Minimising offshore arc flash risks
Offshore oil and gas operations require the highest standards of safety. Managing arc flash risks in this environment calls for a comprehensive, engineering-led approach.
There are few more demanding industrial environments than offshore oil and gas facilities. The combination of remote location, challenging weather conditions, and the inherently hazardous nature of the materials and processes involved mean operators must seek to understand and manage risks by the best available means. The complexity of that work is compounded for companies responsible for multiple, widely distributed assets.
We recently helped one North Sea oil and gas operator to tackle a specific category of risks in its operations: the potential of arc flash incidents during the operation and maintenance of the electrical equipment installed on its on- and offshore gas collection, compression and processing facilities.

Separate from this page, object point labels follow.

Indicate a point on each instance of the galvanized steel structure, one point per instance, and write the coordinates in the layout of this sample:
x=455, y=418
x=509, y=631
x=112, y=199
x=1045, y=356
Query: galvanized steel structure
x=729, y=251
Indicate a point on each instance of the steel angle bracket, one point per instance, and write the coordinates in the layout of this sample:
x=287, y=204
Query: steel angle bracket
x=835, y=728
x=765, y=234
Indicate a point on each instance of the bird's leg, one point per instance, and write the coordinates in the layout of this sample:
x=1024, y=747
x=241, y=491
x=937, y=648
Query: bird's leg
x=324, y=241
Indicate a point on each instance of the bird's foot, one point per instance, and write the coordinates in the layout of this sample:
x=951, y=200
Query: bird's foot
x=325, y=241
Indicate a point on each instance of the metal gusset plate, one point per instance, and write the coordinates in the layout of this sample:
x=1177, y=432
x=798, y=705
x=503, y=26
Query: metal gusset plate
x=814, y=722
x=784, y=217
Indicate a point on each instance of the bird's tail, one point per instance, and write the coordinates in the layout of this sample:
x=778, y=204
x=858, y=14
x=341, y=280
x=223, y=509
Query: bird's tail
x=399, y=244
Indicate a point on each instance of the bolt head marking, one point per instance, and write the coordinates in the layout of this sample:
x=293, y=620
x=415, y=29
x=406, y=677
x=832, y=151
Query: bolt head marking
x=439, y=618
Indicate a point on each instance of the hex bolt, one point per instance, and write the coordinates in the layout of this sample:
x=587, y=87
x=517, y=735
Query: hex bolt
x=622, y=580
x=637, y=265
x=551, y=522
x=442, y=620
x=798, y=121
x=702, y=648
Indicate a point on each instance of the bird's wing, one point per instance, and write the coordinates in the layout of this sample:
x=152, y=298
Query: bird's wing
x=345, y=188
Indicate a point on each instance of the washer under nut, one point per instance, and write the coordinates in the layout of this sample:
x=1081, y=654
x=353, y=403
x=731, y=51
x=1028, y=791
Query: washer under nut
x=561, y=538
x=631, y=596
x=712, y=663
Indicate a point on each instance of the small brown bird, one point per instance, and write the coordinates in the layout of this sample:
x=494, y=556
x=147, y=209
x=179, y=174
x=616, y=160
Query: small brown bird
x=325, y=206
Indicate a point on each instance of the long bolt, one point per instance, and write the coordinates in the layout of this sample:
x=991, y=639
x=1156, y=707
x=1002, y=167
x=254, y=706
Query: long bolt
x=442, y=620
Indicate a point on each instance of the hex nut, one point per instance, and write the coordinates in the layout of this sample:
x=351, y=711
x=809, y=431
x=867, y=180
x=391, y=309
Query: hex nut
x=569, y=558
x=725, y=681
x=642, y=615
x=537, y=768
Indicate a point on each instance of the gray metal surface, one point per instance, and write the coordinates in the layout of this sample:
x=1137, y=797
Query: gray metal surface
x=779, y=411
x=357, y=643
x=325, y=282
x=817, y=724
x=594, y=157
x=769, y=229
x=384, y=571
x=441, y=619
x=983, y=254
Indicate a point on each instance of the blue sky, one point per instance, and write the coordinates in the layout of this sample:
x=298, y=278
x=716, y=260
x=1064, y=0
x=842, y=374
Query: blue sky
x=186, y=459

The company’s highest priority was the reduction of potential arc energy levels by engineering means. Achieving that goal, however, required a detailed understanding of the electrical distribution systems on each of its assets, which included three major offshore platforms, several satellite facilities as well as a large onshore processing plant.
Our engineers started their work with a comprehensive programme of site surveys to gather the information required to produce a computer model of the electrical distribution system on each asset. That model quantified the potential fault currents throughout each installation, together with the protection clearance times at arcing current. We used that information to calculate the arc flash incident energy levels and flash protection boundaries in accordance with IEEE 1584.
Once we understood the precise nature of the arc flash risks, we could recommend appropriate engineering methods to reduce overall arc energy levels. On eight main distribution boards across the client’s asset portfolio, we suggested the installation of new overcurrent protection relays incorporating instantaneous high-set overcurrent elements. At the same time, we conducted a comprehensive electrical protection coordination study, and suggested revised protection relay settings that would ensure optimal fault clearance performance and supply integrity. That work achieved the customer’s key goal of reducing arc incident energy from more than 40 Cals/cm2 to less than 25 Cals/cm2 across all its assets.
The next step in the process was a qualitative risk assessment, based on the revised arc energy levels, the design of the installed switchgear and the customer’s operating and maintenance procedures. That study showed a greatly reduced residual risk, meaning the use of additional personal protective equipment (PPE) was required in relatively few situations or procedures.
For our customer, this work didn’t just deliver a substantial reduction in arc energy levels. The company also has a much more comprehensive understanding of the remaining arc flash risks across its assets. That has significantly reduced the requirement to wear inappropriate or burdensome PPE during many of their operational procedures, simplifying and streamlining its operations. The remaining high risk situations and procedures, meanwhile, have been clearly identified allowing the adoption of revised operating procedures and/or appropriate PPE where necessary.
Following completion of this study the company also now has up to date records and a comprehensive computer model, allowing it to demonstrate appropriate strength and capability of their fault rated electrical apparatus under short circuit conditions in accordance with statutory requirements, and simplifying the ongoing management of arc flash risks during the life of its assets.